Republican U.S. Senate candidate Greg Brannon is scheduled to defend himself in a civil court case next week against allegations he misled a pair of investors in a technology start-up, according to court documents.
Brannon, a Cary ob-gyn, has been endorsed by both regional North Carolina tea party groups as well as tea party conservatives such as U.S. Sen. Rand Paul and Ann Coulter. Although he trails state House Speaker Thom Tillis in the money chase, he is one of the strongest challengers to the GOP front-runner. The winner of the May Republican primary will challenge incumbent Democrat Kay Hagan in the fall general election.
According to documents filed in Wake County Superior Court, in early 2010 Brannon was on the board of directors of a technology start-up called Neogence, a company that promised to produce an "augmented reality" application called Mirascape for smart phones. In a description of the application posted in the Google Play online store in 2011, the company says the application will help users "explore the world around you and connect with people, places, and things. Mirascape is the Android 'app for everywhere.' Earthmarks™ aggregate things happening near you into a single 'supervenue.'"

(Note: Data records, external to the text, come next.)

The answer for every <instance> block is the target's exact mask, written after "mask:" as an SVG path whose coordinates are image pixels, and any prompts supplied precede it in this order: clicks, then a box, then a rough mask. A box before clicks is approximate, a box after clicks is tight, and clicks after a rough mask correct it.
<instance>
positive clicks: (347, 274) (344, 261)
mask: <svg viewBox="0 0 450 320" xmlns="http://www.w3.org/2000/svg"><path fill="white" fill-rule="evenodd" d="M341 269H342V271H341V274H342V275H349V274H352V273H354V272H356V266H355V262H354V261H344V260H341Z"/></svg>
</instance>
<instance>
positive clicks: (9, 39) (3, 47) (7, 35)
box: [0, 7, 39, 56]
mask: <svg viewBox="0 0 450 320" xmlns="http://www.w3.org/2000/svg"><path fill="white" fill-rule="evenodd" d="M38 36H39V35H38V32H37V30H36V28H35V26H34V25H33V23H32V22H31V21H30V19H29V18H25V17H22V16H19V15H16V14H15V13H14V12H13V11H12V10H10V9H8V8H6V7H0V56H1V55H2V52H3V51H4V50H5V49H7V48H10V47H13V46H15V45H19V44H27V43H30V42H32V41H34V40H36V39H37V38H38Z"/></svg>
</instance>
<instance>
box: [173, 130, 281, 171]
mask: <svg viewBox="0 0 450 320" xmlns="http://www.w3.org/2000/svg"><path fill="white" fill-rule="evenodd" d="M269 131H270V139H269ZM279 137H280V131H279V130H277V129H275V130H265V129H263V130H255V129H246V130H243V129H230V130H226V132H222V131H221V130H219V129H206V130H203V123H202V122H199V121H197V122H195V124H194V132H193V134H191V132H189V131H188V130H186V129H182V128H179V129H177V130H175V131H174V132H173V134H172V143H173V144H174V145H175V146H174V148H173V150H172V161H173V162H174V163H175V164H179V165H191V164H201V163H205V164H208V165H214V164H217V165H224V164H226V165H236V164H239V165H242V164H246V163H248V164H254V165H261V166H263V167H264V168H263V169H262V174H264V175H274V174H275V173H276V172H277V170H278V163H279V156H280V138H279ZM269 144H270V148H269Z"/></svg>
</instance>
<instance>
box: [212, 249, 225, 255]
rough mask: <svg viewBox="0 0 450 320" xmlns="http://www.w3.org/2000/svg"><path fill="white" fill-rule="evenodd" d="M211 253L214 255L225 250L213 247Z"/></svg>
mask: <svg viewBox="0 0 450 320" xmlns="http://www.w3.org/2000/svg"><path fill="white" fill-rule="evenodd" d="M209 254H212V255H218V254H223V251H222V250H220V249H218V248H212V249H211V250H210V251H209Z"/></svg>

Brannon helped recruit investors for the company, including Lawrence Piazza and Salvatore Lampuri, the plaintiffs in the case.
Among the things that Brannon told the two men, the court filings say, is that John Cummings, Neogence's sales officer, met with an executive for tech giant Verizon. According to the court file, Brannon told the potential investors that Verizon would consider including Mirascape as part of the standard set of software included on a broad category of the company's smartphones if the company could get up and running quickly. That purported interest, the court files say, came during a meeting Cummings had in New York.
"What my clients later learned ... is there was never any discussion whatsoever that this application, Mirascape, could be placed as original equipment on Verizon smartphones," said Steven Epstein, a lawyer for Piazza and Lampuri. Instead, he said, what was discussed was a potential advertising deal.
According to lawyers involved with the case, Brannon says that he was passing on information from Cummings and did not intend to mislead investors. Brannon also makes that case in his response to the lawsuit, which also alleges that Piazza had a "pattern of demanding accountability for every penny spent" that was "so burdensome that the executives did not have time to lead the company but instate only (had) time to attempt to satisfy Piazza's unrelenting demands."
Brannon's filing also seeks to have the court dismiss the suit.
"I'm looking forward to my day in court. I'm confident it will be resolved," Brannon said in an emailed statement when asked about the case. Pressed for more on his side of the story, a spokesman for Brannon emailed back a one-line statement, "I'm confident it will be resolved."
Brannon's lawyer, Michael Frazier, did not immediately return calls seeking comment.
Brannon, along with Robert Rice, Neogence's CEO, are defendants in the case. The civil suit would have likely gotten little notice except for Brannon's U.S. Senate run. According to documents on file with the North Carolina Secretary of State's office, Neogence's permission to do business in North Carolina has been revoked because the company failed to file its annual reports.
Filing for the U.S. Senate campaign opens on Feb. 10, the same day the Mirascape case is scheduled for trial. The timing is less than ideal for Brannon, who will both have to take time away from campaign and deal with allegations that he misled investors. Brannon has campaigned as fiscal conservative who will stick to his principals once he reaches Congress.
A spokesman for the Tillis campaign declined to comment on the case.
In an affidavit that is part of the court file, Lampuri says that Brannon first approached him about investing in the company on May 25, 2010, "while visiting his medical office for my wife's obstetrical checkup." Sometime around Sept. 24, after he said he was told repeatedly of Verizon's purported interest, Lampuri invested $100,000.
Piazza said in a affidavit that he first invested $50,000 in the company in February 2010. In April 2010, Piazza recounted getting an email from Brannon emphasizing the good outcome from the Verizon meeting.
"I know all of you are busy!!! I need you to give a few minutes to look at this potential. THANK YOU for your TRUST!! Greg," the email read. Piazza said he invested another $150,000 in the company.
Both men were issued "convertible promissory notes," which give investors the option of reclaiming their investments plus interest or converting their interest into stock. Under North Carolina law, such notes are "securities," and selling such instruments by giving out false information violates the state's securities fraud law. Both Piazza and Lampuri say the company shut down before they could recoup their investments. The suit seeks to recoup their money directly from Brannon and Rice.
The lawsuit filed by Lampuri and Piazza in October 2012 is a civil, not criminal, matter. Epstein said he did not believe that Brannon or his business partners had been reported to criminal authorities. To defend himself against the claims, Brannon will have to show that he had no way of reasonably knowing that the information he was passing on was false.